The notion of outliving the moment, of being around for more than just a quick cultural fix, is very much a part of SAJ’s overall look and feel. The first thing you notice is that the front and back cover of each issue is devoid of text or title, which only appears on the book’s spine. If you want to know who the contributors are, you’ll have to look inside.
“For me, it was about giving as much space as possible to striking images and therefore making them stand out on the bookshelf,” Pilkington explains. “I imagined people being aware that something was wrong with the cover but perhaps not being able to put their finger on it.”
The absence of cover copy also binds together the Journal’s various contributors in the anonymity of a collective endeavour. “We’re lucky enough to live in an age where we can clearly trace the influences of the past on our present,” Pilkington continues, “and it’s not always today’s most celebrated ideas, musicians and writers who will be remembered. This notion of timelessness is very important to what SAJ is and does. I’d like the books to be as irrelevant to a reader 100 years in the future as it would be to someone 100 years in the past. It’s a re-manipulation of the notion of built-in obsolescence.”
The Journal’s pages teem with old woodcuts, antiquated typefaces and intricate layouts, giving the impression of having been produced in some parallel past: one that runs counter to established tenets of historical development. Having previously worked as a journalist for periodicals as varied as Fortean Times, Bizarre and The Guardian, Mark Pilkington remains keenly aware of what’s going on around him.
“There’s a particularly vibrant, very loose cultural network in London at the moment,” he remarks, “one that incorporates music and sound, ideas and information, visual arts and almost anything else you’d care to imagine. It’s inevitable that these people, places and events all bounce off and influence each other in a kind of subcultural Brownian motion.”

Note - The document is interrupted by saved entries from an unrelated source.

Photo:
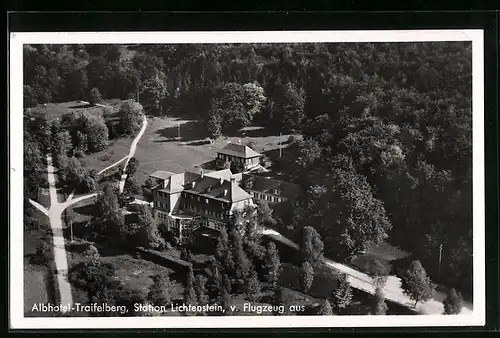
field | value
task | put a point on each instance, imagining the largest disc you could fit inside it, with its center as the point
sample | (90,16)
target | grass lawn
(115,151)
(160,149)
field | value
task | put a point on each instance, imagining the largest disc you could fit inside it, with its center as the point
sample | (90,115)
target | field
(161,149)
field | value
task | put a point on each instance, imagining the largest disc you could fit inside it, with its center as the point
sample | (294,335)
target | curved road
(55,217)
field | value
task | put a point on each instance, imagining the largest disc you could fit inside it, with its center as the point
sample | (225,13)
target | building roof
(238,150)
(177,182)
(266,185)
(225,174)
(217,188)
(160,174)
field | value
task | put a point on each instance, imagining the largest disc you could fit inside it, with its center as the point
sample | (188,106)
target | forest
(387,127)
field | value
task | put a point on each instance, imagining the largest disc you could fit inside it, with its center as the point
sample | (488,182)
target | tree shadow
(78,247)
(189,131)
(88,210)
(81,106)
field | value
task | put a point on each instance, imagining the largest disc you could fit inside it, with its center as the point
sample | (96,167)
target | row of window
(161,205)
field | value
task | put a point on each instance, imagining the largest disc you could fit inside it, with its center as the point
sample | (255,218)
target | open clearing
(161,149)
(37,287)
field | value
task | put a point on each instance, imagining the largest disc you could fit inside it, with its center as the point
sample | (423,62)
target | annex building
(212,197)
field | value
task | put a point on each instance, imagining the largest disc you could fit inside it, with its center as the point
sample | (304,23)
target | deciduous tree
(416,284)
(254,287)
(325,308)
(94,96)
(379,305)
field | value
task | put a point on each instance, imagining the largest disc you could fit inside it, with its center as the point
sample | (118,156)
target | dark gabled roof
(217,188)
(266,185)
(239,150)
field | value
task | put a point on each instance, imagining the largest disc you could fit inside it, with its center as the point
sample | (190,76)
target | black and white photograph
(283,179)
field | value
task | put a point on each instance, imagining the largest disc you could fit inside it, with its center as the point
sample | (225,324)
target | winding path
(55,217)
(392,288)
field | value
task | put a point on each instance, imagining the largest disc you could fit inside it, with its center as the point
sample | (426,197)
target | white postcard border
(17,319)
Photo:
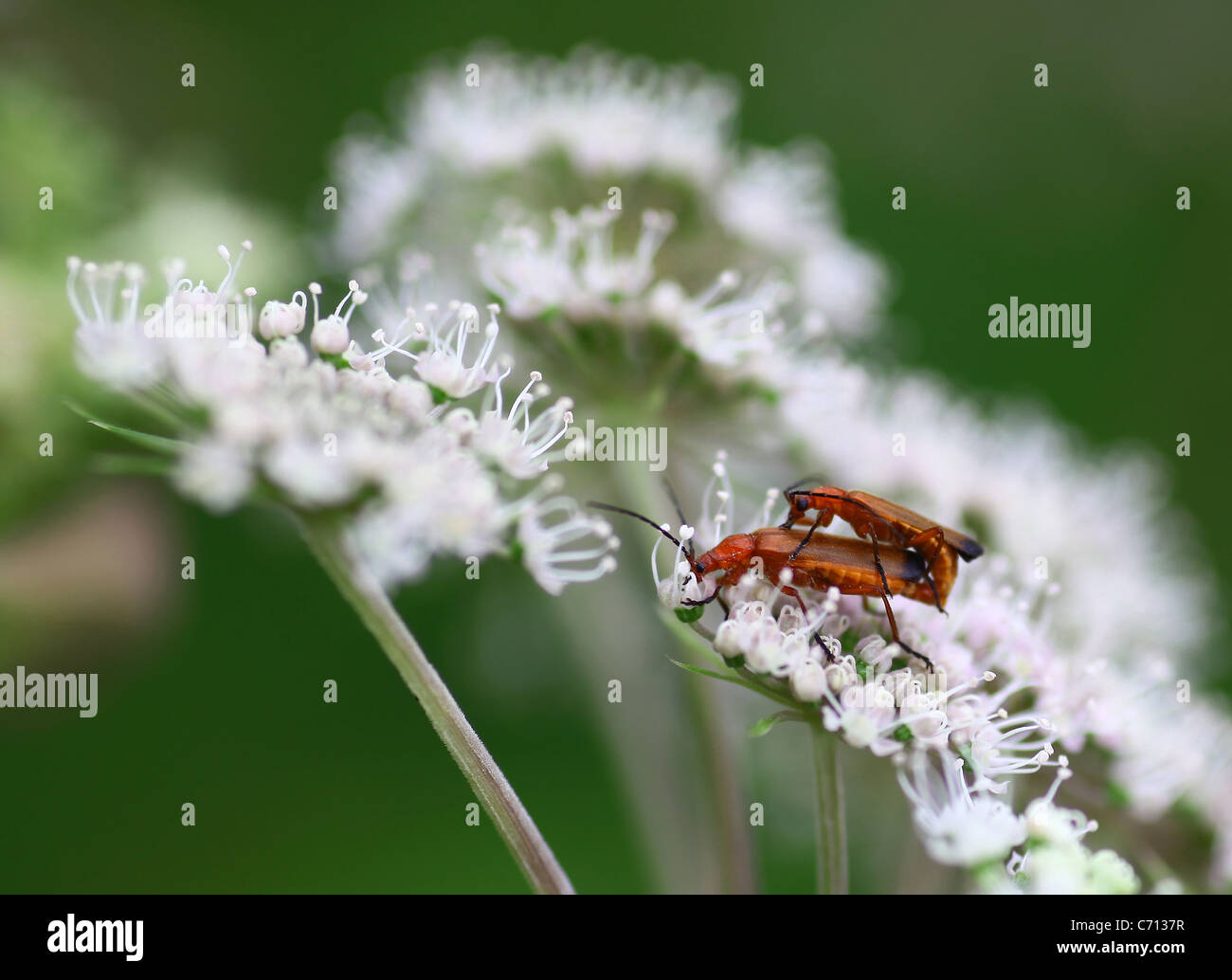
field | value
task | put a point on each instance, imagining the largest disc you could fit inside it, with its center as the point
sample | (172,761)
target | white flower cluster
(578,273)
(961,733)
(565,134)
(417,471)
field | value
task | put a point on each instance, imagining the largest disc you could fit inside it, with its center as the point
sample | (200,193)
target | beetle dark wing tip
(971,550)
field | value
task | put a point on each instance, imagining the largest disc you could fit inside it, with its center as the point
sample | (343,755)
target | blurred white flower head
(415,471)
(550,134)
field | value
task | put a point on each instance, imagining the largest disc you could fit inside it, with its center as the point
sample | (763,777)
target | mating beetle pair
(896,552)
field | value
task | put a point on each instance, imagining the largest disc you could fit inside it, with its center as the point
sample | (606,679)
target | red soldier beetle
(883,520)
(816,561)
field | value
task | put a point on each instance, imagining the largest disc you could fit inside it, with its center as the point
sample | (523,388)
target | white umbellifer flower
(565,134)
(558,544)
(1079,529)
(411,468)
(1056,862)
(580,275)
(957,826)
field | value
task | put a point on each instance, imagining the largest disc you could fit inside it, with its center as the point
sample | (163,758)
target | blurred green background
(1066,193)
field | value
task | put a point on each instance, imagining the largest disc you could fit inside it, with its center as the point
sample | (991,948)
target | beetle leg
(807,536)
(894,623)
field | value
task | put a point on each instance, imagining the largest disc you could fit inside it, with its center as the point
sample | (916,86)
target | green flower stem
(832,874)
(325,539)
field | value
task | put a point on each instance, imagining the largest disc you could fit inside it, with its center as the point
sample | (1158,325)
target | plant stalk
(498,796)
(832,852)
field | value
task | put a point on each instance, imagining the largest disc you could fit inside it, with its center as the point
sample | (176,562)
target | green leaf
(148,440)
(709,673)
(124,463)
(764,725)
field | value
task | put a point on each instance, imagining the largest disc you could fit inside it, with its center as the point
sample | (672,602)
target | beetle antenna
(680,513)
(672,537)
(808,481)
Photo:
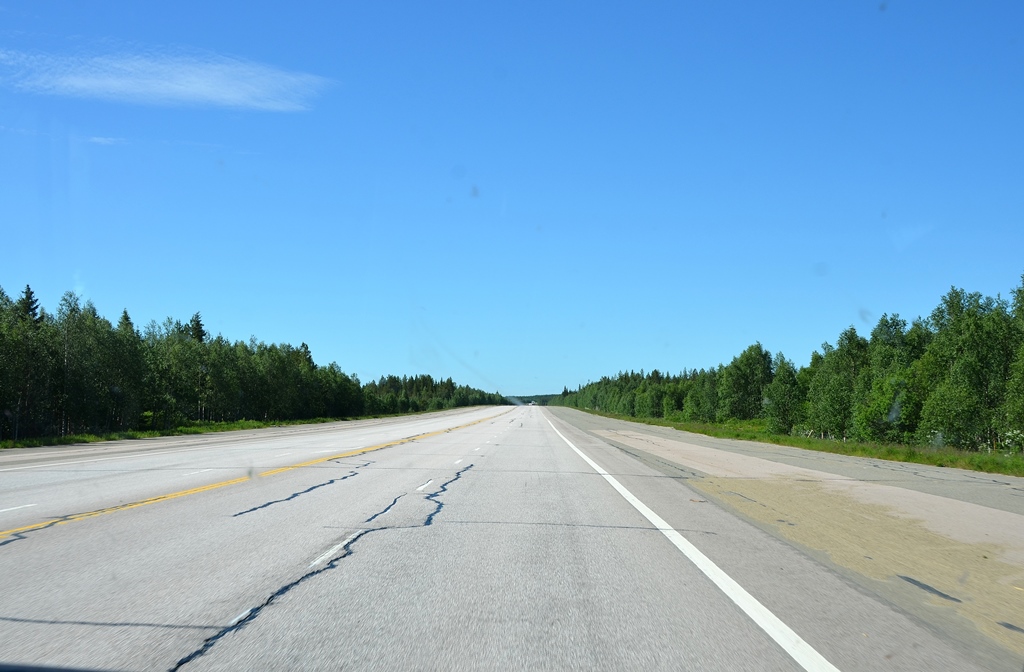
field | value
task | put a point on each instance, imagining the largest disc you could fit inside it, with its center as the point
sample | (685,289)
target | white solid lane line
(792,643)
(335,549)
(14,508)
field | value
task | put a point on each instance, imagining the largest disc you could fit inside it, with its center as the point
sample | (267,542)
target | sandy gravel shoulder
(955,563)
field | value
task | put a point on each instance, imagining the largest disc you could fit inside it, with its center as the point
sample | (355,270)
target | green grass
(192,428)
(756,430)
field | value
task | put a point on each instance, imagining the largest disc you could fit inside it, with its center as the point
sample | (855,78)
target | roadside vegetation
(74,376)
(944,389)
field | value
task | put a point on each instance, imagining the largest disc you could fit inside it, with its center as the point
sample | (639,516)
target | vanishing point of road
(502,538)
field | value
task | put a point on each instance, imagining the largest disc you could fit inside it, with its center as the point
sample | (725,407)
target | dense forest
(75,372)
(955,378)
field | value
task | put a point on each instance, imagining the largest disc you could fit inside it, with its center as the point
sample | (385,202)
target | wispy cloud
(155,78)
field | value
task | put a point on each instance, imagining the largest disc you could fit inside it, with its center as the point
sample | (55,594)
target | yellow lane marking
(120,507)
(163,498)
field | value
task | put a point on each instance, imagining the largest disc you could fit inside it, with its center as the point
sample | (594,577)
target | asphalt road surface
(502,538)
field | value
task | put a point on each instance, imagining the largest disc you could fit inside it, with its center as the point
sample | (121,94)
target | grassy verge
(1012,465)
(193,428)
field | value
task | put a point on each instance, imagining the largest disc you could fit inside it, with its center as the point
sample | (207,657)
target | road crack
(345,551)
(297,494)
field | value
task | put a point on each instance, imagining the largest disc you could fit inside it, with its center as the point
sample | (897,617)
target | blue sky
(522,197)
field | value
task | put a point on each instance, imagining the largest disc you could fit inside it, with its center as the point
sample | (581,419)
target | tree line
(75,372)
(954,378)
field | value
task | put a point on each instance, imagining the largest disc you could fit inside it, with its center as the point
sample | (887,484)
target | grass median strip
(73,517)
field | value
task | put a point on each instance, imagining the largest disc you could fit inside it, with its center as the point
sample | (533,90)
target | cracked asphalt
(493,545)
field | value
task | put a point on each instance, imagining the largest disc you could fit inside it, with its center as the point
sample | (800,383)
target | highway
(502,538)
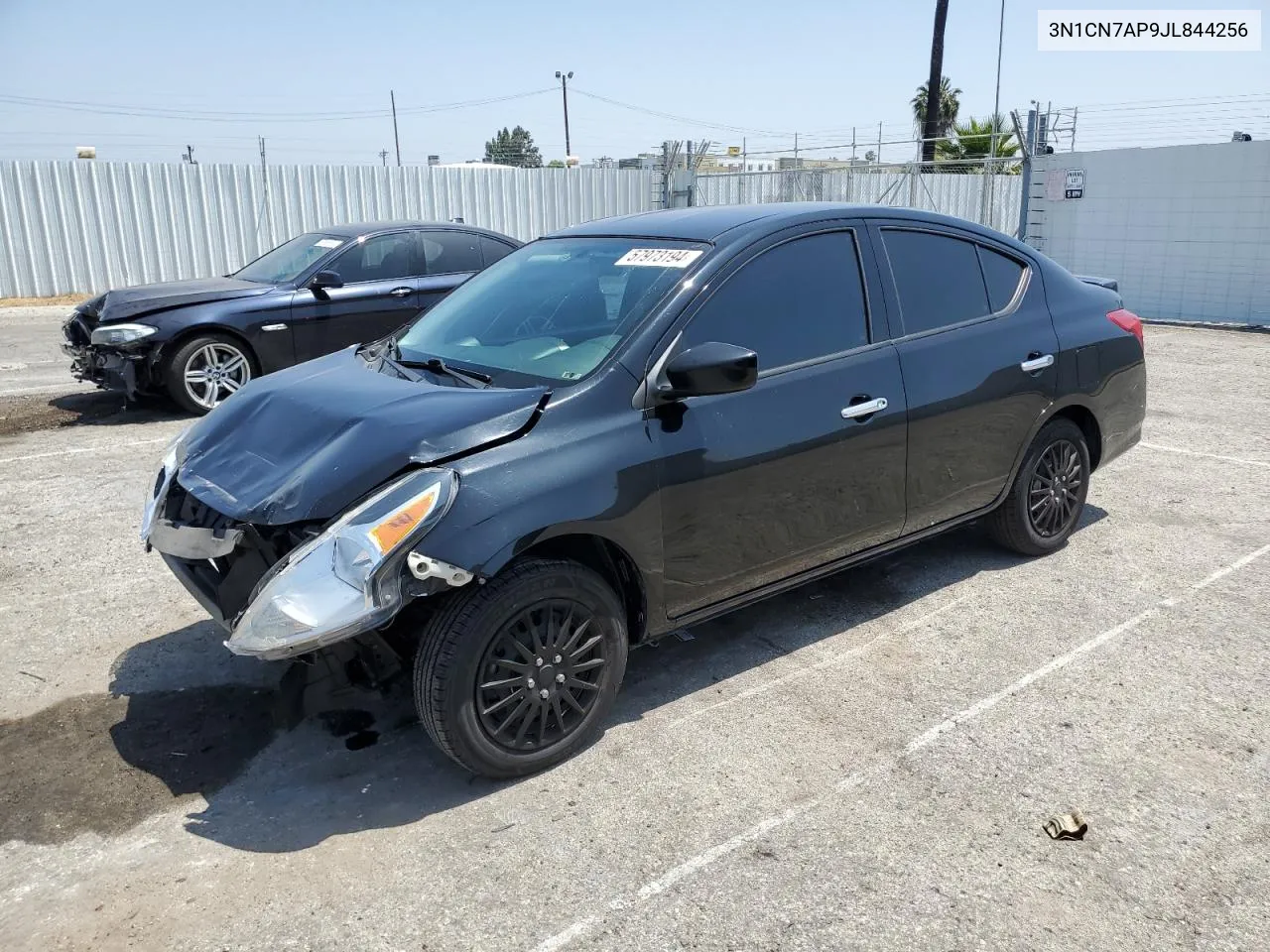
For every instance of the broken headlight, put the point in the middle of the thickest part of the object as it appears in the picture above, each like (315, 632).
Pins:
(117, 334)
(348, 579)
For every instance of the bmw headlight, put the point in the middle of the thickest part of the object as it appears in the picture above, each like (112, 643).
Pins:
(117, 334)
(348, 579)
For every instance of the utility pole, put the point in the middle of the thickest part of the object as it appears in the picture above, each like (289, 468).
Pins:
(395, 140)
(264, 180)
(996, 117)
(564, 95)
(931, 128)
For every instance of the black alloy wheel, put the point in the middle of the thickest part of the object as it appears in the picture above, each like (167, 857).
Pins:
(518, 674)
(1055, 494)
(541, 675)
(1047, 498)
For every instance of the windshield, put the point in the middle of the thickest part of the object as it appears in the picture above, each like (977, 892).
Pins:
(554, 308)
(289, 261)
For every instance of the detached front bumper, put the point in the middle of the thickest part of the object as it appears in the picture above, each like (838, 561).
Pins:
(108, 370)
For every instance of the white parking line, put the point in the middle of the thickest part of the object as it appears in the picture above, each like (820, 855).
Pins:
(820, 665)
(1206, 456)
(717, 852)
(84, 449)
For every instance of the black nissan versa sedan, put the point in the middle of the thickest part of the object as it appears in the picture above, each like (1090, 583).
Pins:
(634, 425)
(200, 340)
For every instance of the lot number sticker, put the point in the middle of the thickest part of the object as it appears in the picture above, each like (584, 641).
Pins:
(1075, 185)
(658, 258)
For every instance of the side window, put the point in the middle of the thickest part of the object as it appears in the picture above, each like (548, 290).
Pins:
(492, 250)
(384, 258)
(801, 299)
(1001, 275)
(451, 252)
(938, 278)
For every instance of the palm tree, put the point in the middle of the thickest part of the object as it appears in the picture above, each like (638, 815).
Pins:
(951, 103)
(935, 84)
(973, 141)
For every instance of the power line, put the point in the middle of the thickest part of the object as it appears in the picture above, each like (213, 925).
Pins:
(216, 116)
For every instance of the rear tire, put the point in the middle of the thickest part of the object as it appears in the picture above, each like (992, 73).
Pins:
(1047, 499)
(518, 674)
(208, 368)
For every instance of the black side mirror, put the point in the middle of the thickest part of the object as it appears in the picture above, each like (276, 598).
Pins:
(325, 280)
(708, 368)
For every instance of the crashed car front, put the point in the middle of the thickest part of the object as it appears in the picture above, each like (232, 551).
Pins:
(290, 590)
(112, 356)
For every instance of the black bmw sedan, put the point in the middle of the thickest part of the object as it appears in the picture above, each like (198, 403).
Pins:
(634, 425)
(200, 340)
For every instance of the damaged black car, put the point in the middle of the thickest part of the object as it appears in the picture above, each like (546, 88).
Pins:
(200, 340)
(631, 426)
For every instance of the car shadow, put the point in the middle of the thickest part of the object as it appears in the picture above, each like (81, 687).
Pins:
(109, 408)
(372, 767)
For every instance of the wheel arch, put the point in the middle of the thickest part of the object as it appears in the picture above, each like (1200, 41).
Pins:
(598, 553)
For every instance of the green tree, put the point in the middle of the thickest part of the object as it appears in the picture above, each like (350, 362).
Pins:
(973, 140)
(513, 148)
(951, 103)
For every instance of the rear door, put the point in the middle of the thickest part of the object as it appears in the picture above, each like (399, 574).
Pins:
(762, 485)
(976, 347)
(451, 257)
(381, 278)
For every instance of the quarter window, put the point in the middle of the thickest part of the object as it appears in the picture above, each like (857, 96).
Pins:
(794, 302)
(493, 250)
(938, 278)
(382, 258)
(1001, 275)
(451, 252)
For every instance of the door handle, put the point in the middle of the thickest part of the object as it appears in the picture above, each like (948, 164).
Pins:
(866, 409)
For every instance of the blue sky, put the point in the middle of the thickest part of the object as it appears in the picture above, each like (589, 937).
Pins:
(765, 68)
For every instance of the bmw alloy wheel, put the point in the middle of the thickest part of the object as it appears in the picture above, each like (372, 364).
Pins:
(214, 371)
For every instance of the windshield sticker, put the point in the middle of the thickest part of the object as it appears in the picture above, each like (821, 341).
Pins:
(658, 258)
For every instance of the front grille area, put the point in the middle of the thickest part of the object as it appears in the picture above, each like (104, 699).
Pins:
(229, 581)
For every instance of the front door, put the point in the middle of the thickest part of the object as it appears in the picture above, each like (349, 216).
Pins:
(761, 485)
(978, 352)
(380, 294)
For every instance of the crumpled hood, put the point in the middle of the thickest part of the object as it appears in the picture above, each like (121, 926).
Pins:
(126, 303)
(309, 440)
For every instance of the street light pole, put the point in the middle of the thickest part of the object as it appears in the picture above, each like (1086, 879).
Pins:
(564, 94)
(996, 118)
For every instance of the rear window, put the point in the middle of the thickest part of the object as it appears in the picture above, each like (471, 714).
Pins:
(494, 250)
(938, 278)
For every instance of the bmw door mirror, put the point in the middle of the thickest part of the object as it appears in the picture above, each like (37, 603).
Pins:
(325, 280)
(708, 368)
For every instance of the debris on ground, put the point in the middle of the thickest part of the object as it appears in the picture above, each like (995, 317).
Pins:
(1067, 826)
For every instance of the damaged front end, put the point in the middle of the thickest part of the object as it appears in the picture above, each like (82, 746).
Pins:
(287, 590)
(114, 357)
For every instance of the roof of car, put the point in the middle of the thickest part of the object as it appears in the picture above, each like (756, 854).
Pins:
(370, 227)
(708, 222)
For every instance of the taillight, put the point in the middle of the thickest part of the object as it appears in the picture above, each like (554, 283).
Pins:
(1129, 321)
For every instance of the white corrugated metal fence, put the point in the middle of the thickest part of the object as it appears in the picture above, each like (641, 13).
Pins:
(71, 226)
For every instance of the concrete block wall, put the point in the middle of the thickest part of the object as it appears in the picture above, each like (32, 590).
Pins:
(1184, 229)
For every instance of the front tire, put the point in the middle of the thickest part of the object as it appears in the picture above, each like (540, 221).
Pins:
(1046, 502)
(207, 370)
(518, 674)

As well as working closely with designer Alison Hutchinson, readying volume three for publication, Pilkington has also been getting Strange Attractor Press up and running. Its first book to date, The Field Guide: The Art, History And Philosophy Of Crop Circle Making by Rob Irving and John Lundberg, is a particularly cerebral blend of art theory, paranormal phenomena, hoaxes and speculations, ruggedly bound and designed to fit snugly inside your knapsack while out exploring the British countryside. Conventional wisdom says it shouldn’t work, but Strange Attractor’s own particular blend of parlour magic proves that it does.
“I sometimes see myself as a medium,” Mark reveals, “a channel for all the material that has formed Strange Attractor. I’ve been incredibly lucky with the amazing contributions the Journal has attracted so far.”
There’s no escaping it. Strange Attractor really is well named.